Comparing the different precious metals on the market today isn’t straightforward. Silver is priced very differently than gold, palladium, copper, and so forth. But why is silver so cheap, especially when compared to gold?
A Lower Innate Value
No one will be too surprised to learn that every precious metal has its own innate value. How high that value turns out to be, depends on which other commodities it will be compared with. Silver is in a bit of an odd position in this regard, as it has always been put on the backburner to gold. Silver is found in this position only because it has been so popular since day one, thus things could be worse.
Silver Isn’t That Rare
One often heard comment is how gold is the scarcest precious metal of them all.

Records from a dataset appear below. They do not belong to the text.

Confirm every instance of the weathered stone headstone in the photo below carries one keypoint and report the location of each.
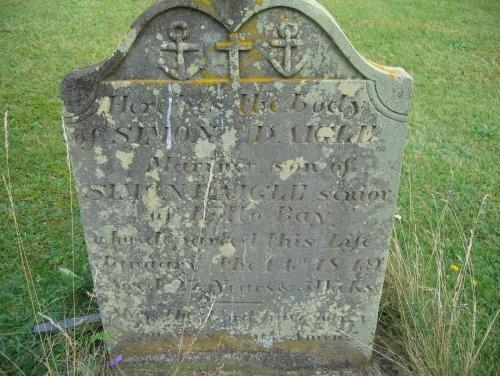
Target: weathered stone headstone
(237, 165)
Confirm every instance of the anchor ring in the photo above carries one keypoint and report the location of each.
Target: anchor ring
(178, 31)
(288, 29)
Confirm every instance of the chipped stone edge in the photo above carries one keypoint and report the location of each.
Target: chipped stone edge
(391, 90)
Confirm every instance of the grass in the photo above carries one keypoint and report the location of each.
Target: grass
(433, 316)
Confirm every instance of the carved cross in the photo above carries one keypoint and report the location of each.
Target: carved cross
(233, 47)
(178, 33)
(288, 31)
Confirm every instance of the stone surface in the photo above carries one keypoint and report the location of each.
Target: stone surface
(237, 166)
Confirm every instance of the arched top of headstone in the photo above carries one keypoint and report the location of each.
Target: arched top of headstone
(265, 39)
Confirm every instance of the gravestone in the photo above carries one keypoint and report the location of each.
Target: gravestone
(237, 167)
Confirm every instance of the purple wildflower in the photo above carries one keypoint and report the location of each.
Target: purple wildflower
(115, 361)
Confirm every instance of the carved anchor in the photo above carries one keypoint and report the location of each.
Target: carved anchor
(178, 32)
(288, 31)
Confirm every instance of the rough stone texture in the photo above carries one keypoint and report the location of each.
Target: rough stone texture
(237, 166)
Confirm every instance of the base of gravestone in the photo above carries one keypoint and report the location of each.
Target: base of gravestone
(158, 368)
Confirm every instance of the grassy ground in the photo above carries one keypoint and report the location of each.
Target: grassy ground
(451, 165)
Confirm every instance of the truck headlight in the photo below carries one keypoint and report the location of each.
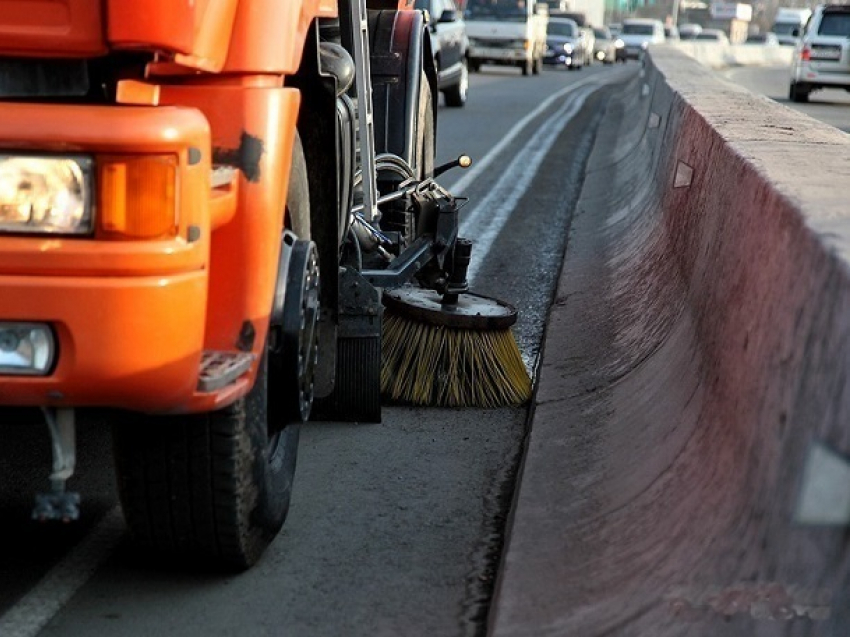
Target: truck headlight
(41, 194)
(26, 348)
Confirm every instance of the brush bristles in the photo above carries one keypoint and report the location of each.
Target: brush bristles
(438, 366)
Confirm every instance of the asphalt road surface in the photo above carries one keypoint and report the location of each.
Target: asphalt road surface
(831, 106)
(394, 529)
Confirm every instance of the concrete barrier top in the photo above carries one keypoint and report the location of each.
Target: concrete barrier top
(686, 471)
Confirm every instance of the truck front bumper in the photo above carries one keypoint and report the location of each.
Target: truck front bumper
(127, 314)
(129, 342)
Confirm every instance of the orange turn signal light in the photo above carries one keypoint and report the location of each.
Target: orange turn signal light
(138, 195)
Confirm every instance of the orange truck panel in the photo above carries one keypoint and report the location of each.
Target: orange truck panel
(255, 125)
(51, 28)
(130, 342)
(129, 315)
(252, 50)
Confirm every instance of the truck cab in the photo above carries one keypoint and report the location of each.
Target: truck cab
(789, 24)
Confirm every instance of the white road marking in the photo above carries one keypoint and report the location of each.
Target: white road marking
(33, 611)
(473, 172)
(488, 217)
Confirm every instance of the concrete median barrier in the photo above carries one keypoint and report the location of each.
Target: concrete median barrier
(719, 56)
(686, 471)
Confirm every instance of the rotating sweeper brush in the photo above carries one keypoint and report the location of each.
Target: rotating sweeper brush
(453, 349)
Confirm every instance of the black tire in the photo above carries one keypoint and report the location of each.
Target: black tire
(456, 95)
(799, 93)
(213, 488)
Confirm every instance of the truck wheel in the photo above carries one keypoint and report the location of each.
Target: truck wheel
(216, 487)
(209, 487)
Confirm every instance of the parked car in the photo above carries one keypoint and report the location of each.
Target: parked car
(712, 35)
(822, 57)
(639, 33)
(566, 44)
(763, 39)
(449, 44)
(604, 47)
(689, 31)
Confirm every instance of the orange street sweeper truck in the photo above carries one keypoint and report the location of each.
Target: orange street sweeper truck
(201, 202)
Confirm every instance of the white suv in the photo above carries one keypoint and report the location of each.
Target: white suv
(822, 57)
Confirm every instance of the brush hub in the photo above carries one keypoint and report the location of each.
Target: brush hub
(470, 311)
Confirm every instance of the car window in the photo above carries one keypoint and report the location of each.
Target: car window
(638, 29)
(835, 24)
(510, 10)
(562, 28)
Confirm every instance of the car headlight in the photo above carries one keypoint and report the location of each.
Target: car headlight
(40, 194)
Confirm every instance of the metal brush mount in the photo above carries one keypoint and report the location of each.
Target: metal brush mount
(437, 258)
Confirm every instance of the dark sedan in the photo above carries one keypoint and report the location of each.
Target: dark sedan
(566, 45)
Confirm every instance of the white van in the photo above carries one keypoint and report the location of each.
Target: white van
(639, 33)
(507, 32)
(822, 58)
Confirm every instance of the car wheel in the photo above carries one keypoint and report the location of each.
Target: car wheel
(799, 93)
(456, 95)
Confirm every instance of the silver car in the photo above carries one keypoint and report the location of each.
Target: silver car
(604, 47)
(822, 57)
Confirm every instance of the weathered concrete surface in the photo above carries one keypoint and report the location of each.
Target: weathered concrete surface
(697, 352)
(718, 56)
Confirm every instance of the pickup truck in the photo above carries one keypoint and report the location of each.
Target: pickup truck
(508, 33)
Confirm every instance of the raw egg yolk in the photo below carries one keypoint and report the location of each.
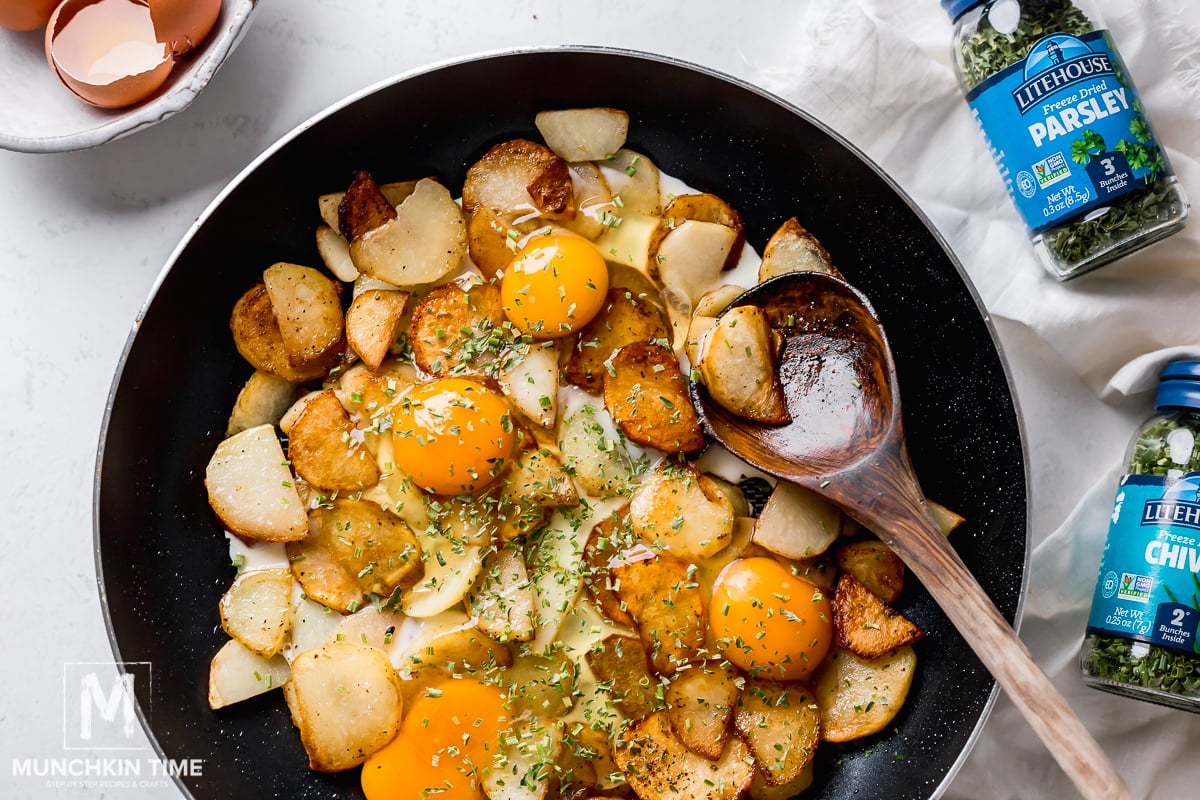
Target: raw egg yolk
(768, 621)
(555, 286)
(453, 435)
(447, 741)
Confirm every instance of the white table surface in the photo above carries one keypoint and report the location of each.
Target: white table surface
(83, 236)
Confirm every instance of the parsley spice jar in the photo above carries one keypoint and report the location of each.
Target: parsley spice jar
(1066, 128)
(1141, 635)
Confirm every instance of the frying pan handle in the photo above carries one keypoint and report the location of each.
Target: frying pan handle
(935, 563)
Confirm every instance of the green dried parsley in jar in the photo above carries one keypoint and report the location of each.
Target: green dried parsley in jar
(1143, 631)
(1067, 131)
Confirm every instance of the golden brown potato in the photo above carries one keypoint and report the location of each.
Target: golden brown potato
(622, 661)
(648, 400)
(256, 334)
(262, 401)
(347, 702)
(324, 451)
(354, 549)
(372, 322)
(875, 566)
(606, 542)
(363, 208)
(700, 703)
(795, 250)
(503, 599)
(781, 726)
(665, 602)
(682, 511)
(251, 489)
(257, 609)
(490, 241)
(709, 208)
(583, 133)
(451, 326)
(425, 241)
(309, 311)
(624, 319)
(865, 625)
(858, 697)
(660, 768)
(737, 364)
(519, 176)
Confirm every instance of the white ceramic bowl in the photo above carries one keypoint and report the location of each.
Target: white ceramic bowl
(39, 114)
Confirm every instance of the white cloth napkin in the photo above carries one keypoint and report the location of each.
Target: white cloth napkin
(1085, 355)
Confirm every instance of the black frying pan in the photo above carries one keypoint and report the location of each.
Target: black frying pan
(162, 560)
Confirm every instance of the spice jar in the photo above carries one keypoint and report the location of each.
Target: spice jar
(1066, 128)
(1141, 635)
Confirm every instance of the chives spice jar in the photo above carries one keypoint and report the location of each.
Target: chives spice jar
(1066, 128)
(1141, 635)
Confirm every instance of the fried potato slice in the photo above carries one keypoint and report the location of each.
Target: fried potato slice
(363, 208)
(251, 489)
(691, 256)
(424, 242)
(257, 611)
(709, 208)
(532, 383)
(875, 566)
(623, 662)
(737, 364)
(324, 451)
(858, 696)
(503, 597)
(797, 523)
(587, 443)
(519, 176)
(354, 548)
(795, 250)
(635, 178)
(451, 326)
(348, 704)
(262, 401)
(648, 400)
(583, 133)
(665, 602)
(237, 674)
(607, 540)
(256, 334)
(867, 626)
(491, 241)
(682, 511)
(700, 703)
(372, 323)
(659, 767)
(781, 726)
(624, 319)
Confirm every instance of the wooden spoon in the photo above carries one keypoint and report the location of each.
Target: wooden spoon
(846, 443)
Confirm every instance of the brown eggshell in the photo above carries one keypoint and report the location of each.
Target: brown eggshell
(118, 94)
(25, 14)
(183, 24)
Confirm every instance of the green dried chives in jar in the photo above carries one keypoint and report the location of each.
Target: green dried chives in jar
(1066, 128)
(1143, 631)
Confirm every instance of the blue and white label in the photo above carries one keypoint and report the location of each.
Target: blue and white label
(1067, 130)
(1149, 584)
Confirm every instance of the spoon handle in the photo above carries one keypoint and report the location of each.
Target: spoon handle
(935, 563)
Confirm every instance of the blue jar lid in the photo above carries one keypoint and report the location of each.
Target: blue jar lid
(955, 8)
(1179, 385)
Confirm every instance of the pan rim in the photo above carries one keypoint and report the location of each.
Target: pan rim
(495, 54)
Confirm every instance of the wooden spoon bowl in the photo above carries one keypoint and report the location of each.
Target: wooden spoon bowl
(846, 441)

Silver, unfortunately, doesn’t have the same benefit, as it is far less rare. The difference between the two is much larger than most people would have ever expected. As a result, it creates an imbalance between the supply and demand for silver, which helps in keeping the overall price down.
On the other hand, silver has more industrial use cases than all other precious metals today. That helps give it some more value, and also helps offset the imbalance between supply and demand. More silver to go around means that its price will be cheaper, untilt hat situation reverses all of a sudden. Whether that is even possible, remains to be determined.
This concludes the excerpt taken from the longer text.